Please, please consider becoming more vocal about the problematic nature of this demolition process. Pay no attention to the man behind the poster. Do not be distracted by the bullshit.
You can go here for a list of elected officials to contact and other news about this week's mobilization agenda.

See Ray's letter here.

Here's another place for mobilization news.

Update: I hit publish and saw that two minutes ago Karen Gadbois emailed to say that crews have begun demolitions on C.J. Peete ahead of schedule. Makes me sick!

Update 2: Make that B.W. Cooper


Leigh C. said...

Daaaamn right!

Nightprowlkitty said...

Great post. Have already quoted from this over at Daily Kos.


Pistolette said...

"There is a sense that staving off demolition this week represents an endorsement of returning to the pre-Katrina public housing situation, an endorsement of crime-ridden encampments of social and economic isolation."

Yes, I think this is why the majority of Nola citizens want them taken down. Especially since the former residents (most of who are not even in the city) are being given preference over the low-income folks who ARE here and really need a place to live NOW. As I've said, nepotism doesn't belong in public housing.

But besides that I think it's simply time to start a new era.

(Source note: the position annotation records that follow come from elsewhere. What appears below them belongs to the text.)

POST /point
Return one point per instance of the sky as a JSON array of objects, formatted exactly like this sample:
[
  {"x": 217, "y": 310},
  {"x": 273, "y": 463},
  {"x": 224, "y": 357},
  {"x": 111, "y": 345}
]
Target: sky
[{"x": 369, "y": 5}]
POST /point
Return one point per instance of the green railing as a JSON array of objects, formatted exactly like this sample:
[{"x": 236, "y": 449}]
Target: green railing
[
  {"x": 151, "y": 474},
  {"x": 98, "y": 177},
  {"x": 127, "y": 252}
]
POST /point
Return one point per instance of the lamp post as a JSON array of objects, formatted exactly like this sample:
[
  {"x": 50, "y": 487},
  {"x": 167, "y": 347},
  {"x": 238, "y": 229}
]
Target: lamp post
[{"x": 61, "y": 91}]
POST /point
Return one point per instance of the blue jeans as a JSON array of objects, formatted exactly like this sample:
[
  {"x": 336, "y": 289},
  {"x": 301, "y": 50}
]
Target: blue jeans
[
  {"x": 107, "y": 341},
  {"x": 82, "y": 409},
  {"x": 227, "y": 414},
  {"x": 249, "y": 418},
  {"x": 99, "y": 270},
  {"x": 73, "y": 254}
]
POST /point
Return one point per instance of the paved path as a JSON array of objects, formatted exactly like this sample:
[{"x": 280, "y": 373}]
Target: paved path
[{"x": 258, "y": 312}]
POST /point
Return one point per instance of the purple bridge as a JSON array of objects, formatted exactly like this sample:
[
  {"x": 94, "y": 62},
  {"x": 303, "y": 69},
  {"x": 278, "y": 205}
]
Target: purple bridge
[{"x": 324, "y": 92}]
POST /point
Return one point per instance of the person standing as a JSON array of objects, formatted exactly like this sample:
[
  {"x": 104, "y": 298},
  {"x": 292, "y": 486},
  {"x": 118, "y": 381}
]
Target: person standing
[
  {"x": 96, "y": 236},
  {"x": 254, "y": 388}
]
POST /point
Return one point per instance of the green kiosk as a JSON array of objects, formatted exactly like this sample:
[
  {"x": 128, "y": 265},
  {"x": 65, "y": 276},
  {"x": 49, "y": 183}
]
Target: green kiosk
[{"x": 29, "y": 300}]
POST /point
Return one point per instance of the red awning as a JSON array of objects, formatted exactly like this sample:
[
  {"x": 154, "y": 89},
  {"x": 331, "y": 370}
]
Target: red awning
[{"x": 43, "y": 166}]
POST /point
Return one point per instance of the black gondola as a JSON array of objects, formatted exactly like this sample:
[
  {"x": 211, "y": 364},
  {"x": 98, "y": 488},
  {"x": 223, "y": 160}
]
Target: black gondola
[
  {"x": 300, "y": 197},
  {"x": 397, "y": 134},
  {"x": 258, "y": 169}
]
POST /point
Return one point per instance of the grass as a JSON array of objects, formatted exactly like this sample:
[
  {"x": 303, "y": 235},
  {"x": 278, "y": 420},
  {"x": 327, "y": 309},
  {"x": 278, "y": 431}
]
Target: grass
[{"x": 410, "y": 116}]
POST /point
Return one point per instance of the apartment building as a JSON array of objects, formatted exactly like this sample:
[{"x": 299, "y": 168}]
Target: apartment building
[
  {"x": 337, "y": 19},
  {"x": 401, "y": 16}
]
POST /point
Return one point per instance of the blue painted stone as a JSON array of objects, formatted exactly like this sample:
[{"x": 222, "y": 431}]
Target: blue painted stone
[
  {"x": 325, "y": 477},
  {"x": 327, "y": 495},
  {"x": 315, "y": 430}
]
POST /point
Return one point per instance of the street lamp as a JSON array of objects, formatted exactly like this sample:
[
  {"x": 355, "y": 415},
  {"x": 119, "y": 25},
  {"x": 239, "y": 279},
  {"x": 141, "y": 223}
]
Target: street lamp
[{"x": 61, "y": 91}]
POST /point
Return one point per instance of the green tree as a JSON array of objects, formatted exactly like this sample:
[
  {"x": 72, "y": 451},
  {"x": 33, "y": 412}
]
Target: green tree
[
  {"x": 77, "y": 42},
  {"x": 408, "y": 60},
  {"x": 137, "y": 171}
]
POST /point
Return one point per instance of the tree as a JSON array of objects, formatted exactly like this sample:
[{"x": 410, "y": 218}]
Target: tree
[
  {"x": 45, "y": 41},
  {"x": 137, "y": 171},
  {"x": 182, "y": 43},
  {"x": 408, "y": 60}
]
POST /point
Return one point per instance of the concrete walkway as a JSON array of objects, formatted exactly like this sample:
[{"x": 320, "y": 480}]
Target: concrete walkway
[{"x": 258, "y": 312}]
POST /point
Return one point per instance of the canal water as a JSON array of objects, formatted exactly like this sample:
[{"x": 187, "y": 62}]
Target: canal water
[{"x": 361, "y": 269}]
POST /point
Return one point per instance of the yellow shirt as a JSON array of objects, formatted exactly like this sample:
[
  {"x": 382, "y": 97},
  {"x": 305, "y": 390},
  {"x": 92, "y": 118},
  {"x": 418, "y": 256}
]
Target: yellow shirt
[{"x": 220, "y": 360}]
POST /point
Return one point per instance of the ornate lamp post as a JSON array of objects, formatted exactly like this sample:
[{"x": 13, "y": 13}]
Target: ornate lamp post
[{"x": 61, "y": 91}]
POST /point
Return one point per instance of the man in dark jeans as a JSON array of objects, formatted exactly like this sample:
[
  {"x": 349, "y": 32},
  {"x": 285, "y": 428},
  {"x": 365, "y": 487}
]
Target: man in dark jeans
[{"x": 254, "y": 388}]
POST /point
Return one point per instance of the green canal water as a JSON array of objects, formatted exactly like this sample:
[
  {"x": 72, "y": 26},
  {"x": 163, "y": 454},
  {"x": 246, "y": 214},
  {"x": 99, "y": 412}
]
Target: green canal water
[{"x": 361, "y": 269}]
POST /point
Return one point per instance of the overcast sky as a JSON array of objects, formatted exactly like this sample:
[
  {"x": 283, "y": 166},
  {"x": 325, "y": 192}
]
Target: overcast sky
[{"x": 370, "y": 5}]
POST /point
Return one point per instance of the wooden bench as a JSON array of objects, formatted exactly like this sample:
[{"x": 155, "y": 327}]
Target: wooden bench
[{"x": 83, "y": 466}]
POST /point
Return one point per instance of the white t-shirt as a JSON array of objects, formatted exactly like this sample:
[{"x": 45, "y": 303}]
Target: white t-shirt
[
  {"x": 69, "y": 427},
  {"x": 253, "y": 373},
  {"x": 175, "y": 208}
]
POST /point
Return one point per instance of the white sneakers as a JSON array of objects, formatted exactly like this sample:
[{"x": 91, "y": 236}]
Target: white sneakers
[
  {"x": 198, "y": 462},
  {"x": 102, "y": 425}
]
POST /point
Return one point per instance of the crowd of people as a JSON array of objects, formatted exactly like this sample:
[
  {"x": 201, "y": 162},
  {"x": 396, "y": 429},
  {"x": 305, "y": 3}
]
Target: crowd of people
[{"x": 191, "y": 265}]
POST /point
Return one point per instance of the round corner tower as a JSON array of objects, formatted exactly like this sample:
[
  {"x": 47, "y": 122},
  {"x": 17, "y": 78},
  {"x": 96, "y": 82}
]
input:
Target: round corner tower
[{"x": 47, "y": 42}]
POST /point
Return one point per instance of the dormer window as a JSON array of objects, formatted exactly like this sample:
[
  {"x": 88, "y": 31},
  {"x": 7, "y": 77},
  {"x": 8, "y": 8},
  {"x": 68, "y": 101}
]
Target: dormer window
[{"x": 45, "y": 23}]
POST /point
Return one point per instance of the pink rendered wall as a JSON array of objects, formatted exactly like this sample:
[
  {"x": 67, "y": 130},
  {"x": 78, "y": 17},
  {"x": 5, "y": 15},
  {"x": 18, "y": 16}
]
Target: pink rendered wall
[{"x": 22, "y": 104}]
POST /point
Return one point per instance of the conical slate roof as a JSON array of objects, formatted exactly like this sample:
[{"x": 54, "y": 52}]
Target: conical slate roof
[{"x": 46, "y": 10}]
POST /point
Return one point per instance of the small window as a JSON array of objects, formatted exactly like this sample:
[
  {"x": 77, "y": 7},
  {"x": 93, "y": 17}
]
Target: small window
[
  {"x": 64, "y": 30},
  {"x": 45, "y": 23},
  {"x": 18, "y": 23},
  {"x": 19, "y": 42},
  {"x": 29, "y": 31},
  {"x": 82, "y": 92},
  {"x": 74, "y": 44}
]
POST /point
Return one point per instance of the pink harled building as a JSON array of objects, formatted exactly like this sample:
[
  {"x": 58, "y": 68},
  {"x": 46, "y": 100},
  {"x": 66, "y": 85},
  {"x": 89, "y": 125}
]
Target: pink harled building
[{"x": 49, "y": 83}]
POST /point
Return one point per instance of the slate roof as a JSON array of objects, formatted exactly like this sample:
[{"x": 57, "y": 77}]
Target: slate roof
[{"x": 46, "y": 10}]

Those buildings carry so much political and social baggage, and the new mixed income places offer a new hope in many ways. Sure, it will take a while to get the ball rolling, but that is one of the unfortunate and expected side effects of depending on the government for anything. Five years from now, I'm sure everyone (from the residents of public housing to the tax payers who paid for it) will see what a better, more positive choice it was.